The signs and symptoms of the collapse of the current international framework for dealing with the forcibly displaced are everywhere in evidence, and are not confined to just one region.

  • In Lebanon, where one in four is a refugee, chronic government corruption combines with growing economic instability to undermine the spirit of sharing and caring that has accommodated asylum seekers for decades.
  • In Greece, shocking conditions of confinement cause trapped refugees to rise up in desperation, leading, in turn, to a repressive reaction from the authorities.
  • In Bangladesh, the government openly talks about the forced relocation or even return to Myanmar of the hundreds of thousands of Rohingya refugees on its territory, entirely without involving the refugees in such a decision, and with no assurance of their protection or safety.
  • In Turkey, the government treats refugees as pawns in a cynical game of politics. It threatens to allow refugees into neighboring Greece, with which it is quarrelling—not to recognize the refugees’ desire to travel, but rather to spite its political rival and retaliate for real or imagined slights, all the while endangering the refugees themselves.
  • In Europe, the EU fashions a “policy on migration” that is a thinly disguised strategy for a circular route — refoulement in all but name — that will send asylum seekers right back to the limbo they are trying to escape.
  • In Iraq, thousands of Yazidi refugees left entirely without protection struggle bravely to go “home”, coping with resistance from government and violence from non-state actors, as well as a terrain littered with unexploded land mines. There are no offers of support from any quarter.
  • In the Western hemisphere, unresolved crises in Venezuela and Central America swell the number of refugees, placing unmanageable burdens on host communities struggling to do their best without the assistance they require from others.
  • Worldwide, there is a dramatic drop in the rate of resettlement, leaving refugees caught in place, captive to circumstances they cannot control, and enduring conditions they cannot long survive. Prey to the pandemic, they do without even basic health care, and the toll especially for women and girls is horrific.

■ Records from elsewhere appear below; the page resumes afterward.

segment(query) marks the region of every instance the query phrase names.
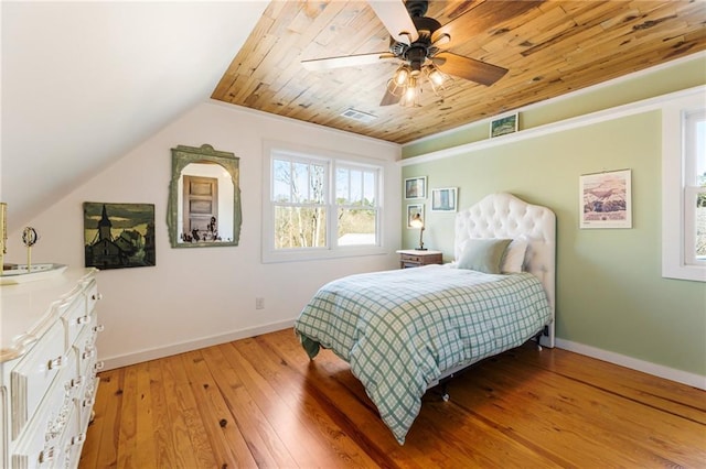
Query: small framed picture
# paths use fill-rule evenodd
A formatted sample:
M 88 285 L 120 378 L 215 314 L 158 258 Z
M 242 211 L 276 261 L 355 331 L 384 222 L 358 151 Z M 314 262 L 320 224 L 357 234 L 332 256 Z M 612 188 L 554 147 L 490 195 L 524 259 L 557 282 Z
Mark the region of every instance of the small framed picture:
M 405 198 L 427 198 L 427 176 L 406 178 Z
M 520 114 L 515 112 L 490 122 L 490 138 L 505 135 L 517 131 Z
M 458 187 L 431 189 L 431 211 L 456 211 Z
M 584 174 L 579 184 L 579 228 L 632 228 L 630 170 Z
M 424 204 L 409 204 L 407 206 L 407 228 L 415 228 L 411 226 L 411 220 L 414 220 L 415 217 L 424 220 Z

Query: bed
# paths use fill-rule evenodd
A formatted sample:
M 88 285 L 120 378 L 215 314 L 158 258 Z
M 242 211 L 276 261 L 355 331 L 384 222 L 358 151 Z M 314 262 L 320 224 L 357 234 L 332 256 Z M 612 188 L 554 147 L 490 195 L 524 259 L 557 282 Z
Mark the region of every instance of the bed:
M 295 323 L 313 360 L 351 364 L 404 445 L 427 389 L 536 338 L 554 347 L 556 220 L 491 194 L 457 214 L 454 261 L 351 275 L 322 286 Z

All of this is occurring in a climate of international indifference, with nary a word of protest, nor a call of conscience, from either a state or a leader ready to stand up for the fundamental principles of humanity and protection that underlie the ancient and inalienable right of asylum.

In fact, every one of the weaknesses and all of the flaws identified in A Call to Action: Transforming the Global Refugee System has widened and worsened in the time since publication. For instance:

  • Responsibility sharing is rarely acknowledged and largely ignored.
  • None of those who are evading their part in our collective responsibility towards the forcibly displaced is being held to account.
  • Funding for refugees and the internally displaced, always far short of what is needed, has diminished even further.
  • Refugees are acted upon, having no voice of their own and offered no place at the table. Far from being heard, they are systematically silenced, their needs regarded as a burden to be shifted rather than a responsibility to be shared.

WHERE DO WE GO FROM HERE?

To address these problems, our Council continues to advocate for the concrete, practical recommendations we made in our call to action. The system is breaking, if not already broken, and in this climate the Council strives to create avenues to advance people’s knowledge and capacity to understand and address the needs of, and conditions endured by, forcibly displaced people by:

  • gathering data, conducting research and making available to the public, data, reports, and analyses by academics and other subject matter experts on ways, tools and approaches to improve the conditions endured by forcibly displaced people; and
  • holding conferences, workshops, consultations and events focused on ways, tools and approaches to improve the conditions endured by forcibly displaced people.